Por outro lado, o progressivo agravamento global da violência no trânsito levou as Nações Unidas a proclamar a Década de Ação pela Segurança no Trânsito 2011-2020, visando estabilizar e reduzir as cifras de vítimas previstas, com a implementação de planos nacionais, regionais e internacionais.
Estudos divulgados pela Organização Mundial da Saúde, em 2010 e 2013, indicaram uma séria epidemia letal no trânsito das vias públicas do planeta. Tanto é que, hoje, os acidentes de trânsito já representam:
– A terceira causa de mortes na faixa de 30 a 44 anos;
– A segunda na faixa de 5 a14 anos e
– A primeira na faixa de 15 a 29 anos.
A OMS estima que 90% dessas mortes acontecem em países com rendimentos baixos ou médios, que, em conjunto, possuem menos da metade dos veículos do mundo. O esperado aumento nos índices de motorização, sem os investimentos necessários em segurança nas vias públicas, como acontece no Brasil, agravará ainda mais esse quadro.

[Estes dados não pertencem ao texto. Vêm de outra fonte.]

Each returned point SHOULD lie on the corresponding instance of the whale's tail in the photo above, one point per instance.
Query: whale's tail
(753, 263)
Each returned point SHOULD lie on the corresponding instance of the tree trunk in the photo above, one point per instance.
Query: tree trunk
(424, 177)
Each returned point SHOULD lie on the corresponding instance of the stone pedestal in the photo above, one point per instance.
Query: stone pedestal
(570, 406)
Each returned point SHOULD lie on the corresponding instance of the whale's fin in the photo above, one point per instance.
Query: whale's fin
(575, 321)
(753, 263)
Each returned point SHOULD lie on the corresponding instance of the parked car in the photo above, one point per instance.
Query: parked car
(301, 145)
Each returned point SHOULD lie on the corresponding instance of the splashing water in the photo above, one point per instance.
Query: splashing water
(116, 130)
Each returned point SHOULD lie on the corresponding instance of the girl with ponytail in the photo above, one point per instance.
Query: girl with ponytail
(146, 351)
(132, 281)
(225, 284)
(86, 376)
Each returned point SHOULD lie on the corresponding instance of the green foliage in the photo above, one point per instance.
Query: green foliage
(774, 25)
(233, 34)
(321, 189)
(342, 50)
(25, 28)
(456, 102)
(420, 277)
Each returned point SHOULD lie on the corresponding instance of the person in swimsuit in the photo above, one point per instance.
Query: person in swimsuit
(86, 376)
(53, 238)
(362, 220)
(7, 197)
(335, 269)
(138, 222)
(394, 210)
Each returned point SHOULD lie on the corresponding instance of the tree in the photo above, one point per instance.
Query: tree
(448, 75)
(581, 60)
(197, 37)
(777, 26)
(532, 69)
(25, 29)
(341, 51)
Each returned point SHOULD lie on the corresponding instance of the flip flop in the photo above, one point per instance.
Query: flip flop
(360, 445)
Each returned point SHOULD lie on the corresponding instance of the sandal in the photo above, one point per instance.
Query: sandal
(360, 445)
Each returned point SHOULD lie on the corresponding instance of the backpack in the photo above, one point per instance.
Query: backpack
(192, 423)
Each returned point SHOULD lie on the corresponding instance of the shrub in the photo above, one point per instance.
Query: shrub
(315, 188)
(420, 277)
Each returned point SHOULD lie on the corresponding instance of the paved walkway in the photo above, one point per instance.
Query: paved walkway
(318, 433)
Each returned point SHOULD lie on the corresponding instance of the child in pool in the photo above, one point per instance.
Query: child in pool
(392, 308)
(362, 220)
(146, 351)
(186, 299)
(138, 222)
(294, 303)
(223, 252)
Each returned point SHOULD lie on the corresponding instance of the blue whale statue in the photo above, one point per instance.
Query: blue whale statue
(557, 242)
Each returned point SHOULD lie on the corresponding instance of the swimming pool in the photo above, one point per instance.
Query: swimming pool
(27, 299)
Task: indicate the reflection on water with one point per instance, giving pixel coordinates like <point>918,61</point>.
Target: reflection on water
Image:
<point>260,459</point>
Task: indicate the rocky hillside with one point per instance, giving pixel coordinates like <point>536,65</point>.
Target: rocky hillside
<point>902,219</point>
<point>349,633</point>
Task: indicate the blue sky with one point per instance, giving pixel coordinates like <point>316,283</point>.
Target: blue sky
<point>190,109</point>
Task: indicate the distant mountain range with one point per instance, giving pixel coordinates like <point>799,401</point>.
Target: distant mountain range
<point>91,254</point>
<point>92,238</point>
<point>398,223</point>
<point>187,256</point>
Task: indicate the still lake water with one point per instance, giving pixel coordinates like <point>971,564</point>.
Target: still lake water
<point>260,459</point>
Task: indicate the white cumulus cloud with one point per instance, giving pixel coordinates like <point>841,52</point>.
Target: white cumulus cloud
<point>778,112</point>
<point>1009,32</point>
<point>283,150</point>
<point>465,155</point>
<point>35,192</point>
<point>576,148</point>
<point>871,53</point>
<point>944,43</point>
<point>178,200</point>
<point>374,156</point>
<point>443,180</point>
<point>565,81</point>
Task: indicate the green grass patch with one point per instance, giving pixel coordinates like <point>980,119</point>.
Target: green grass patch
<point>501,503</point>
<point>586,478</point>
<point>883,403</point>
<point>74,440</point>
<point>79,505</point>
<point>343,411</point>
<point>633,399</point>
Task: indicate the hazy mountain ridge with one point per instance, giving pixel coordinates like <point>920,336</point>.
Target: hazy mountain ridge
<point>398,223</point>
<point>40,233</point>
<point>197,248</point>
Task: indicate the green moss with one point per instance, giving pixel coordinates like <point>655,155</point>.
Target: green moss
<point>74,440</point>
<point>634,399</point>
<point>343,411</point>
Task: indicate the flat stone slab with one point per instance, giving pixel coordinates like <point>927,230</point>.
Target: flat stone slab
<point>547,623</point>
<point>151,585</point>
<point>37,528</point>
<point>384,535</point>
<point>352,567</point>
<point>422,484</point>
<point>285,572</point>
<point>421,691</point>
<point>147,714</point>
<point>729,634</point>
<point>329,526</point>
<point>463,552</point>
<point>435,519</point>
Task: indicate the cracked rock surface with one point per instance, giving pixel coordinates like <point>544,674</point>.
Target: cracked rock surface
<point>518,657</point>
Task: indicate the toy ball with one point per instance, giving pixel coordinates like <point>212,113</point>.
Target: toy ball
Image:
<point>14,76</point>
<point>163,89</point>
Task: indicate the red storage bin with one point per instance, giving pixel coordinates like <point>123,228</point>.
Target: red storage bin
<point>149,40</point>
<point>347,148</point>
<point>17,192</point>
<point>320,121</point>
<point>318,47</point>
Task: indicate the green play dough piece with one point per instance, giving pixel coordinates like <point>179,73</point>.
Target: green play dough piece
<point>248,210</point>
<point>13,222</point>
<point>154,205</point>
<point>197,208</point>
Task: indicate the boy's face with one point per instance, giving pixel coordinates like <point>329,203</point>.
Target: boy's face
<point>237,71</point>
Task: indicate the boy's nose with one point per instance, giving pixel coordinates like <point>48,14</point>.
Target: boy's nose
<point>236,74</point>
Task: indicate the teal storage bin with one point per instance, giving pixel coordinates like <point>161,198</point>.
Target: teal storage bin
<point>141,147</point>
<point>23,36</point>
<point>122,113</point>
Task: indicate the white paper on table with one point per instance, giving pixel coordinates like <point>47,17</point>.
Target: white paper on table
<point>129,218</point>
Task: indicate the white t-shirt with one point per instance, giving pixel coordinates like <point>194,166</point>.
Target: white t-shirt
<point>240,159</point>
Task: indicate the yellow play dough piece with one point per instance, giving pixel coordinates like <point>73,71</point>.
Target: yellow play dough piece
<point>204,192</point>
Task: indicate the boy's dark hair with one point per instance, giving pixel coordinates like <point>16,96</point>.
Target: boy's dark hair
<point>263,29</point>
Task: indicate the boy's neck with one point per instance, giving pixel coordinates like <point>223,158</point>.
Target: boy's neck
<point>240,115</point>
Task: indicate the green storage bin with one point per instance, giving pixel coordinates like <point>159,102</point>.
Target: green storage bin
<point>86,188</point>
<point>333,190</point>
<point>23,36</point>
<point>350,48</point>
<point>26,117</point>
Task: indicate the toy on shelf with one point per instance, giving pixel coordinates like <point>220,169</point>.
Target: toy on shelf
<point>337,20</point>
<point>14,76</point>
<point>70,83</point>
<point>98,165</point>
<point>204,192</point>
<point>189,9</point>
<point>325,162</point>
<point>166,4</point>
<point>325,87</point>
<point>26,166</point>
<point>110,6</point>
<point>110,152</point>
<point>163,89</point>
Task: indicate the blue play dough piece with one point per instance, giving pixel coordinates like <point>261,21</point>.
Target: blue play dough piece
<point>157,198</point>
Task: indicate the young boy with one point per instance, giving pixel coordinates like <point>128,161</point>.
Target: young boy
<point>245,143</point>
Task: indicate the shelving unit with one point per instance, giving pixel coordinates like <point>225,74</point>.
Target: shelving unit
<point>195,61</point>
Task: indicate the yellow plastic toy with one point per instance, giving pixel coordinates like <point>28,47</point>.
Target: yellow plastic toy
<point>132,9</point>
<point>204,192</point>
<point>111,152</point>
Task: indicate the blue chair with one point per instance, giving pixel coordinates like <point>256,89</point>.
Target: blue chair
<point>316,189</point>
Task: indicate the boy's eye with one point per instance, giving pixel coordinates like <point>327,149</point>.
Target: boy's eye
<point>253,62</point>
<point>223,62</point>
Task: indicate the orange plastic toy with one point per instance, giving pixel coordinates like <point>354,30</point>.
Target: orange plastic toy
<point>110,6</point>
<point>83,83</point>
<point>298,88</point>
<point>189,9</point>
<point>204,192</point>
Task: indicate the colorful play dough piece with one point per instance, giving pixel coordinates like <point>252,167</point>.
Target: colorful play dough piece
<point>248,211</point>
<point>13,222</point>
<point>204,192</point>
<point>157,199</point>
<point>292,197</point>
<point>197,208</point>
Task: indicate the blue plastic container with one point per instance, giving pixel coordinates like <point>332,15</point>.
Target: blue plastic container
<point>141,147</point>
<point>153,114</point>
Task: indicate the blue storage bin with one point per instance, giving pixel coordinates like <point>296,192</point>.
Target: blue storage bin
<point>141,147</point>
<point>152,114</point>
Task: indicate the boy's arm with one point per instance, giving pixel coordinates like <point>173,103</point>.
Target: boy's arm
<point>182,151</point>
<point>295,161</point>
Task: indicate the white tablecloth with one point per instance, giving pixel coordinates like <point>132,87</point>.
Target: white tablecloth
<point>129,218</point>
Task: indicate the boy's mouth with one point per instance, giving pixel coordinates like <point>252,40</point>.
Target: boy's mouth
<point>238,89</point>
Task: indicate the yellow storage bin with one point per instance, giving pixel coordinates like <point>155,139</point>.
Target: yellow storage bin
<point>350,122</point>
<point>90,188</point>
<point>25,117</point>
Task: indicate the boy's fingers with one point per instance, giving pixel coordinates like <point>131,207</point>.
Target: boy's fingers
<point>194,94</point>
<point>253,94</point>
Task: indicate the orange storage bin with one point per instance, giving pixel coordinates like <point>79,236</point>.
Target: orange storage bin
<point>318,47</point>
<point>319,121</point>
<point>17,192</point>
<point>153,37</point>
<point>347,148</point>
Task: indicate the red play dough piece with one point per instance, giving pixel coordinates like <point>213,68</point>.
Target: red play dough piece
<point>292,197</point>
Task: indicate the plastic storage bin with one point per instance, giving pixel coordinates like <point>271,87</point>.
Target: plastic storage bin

Atualmente, tais acidentes já representam um custo global de US$ 518 bilhões/ano. E, se nada for feito, a OMS estima que deveremos ter 1,9 milhão de mortes no trânsito em 2020 e 2,4 milhões em 2030. Nesse ritmo, a previsão é que para o ano 2020, os acidentes de trânsito representem a terceira causa de incapacidade física em todo o mundo.
Países aprovam a medida
Enquanto se discute no Brasil o uso ou não dos faróis durante o dia, na Europa e nos EUA a medida é, comprovadamente, uma importante redutora de acidentes de trânsito. Nos Estados Unidos, o uso do farol durante o dia reduziu em 5% as colisões entre carros e em 12% os acidentes envolvendo pedestres e ciclistas, segundo números da NHTSA, associação norte-americana de segurança rodoviária.
Em alguns países da Europa, estados americanos, além do Canadá, os faróis dos carros acendem automaticamente, assim que se liga o motor, ou seja, os veículos já saem de fábrica com um circuito elétrico que realiza essa operação. Esse dispositivo – denominado de Daytime Running Lights (DRL) – é uma luz de intensidade menor que o farol baixo. Trata-se de uma luz adicional ao sistema de faróis principais, que permanece acesa durante todo o tempo em que o veículo estiver ligado. São projetadas para serem de baixa intensidade, minimizando o consumo de energia e preservando o balanceamento energético do veículo.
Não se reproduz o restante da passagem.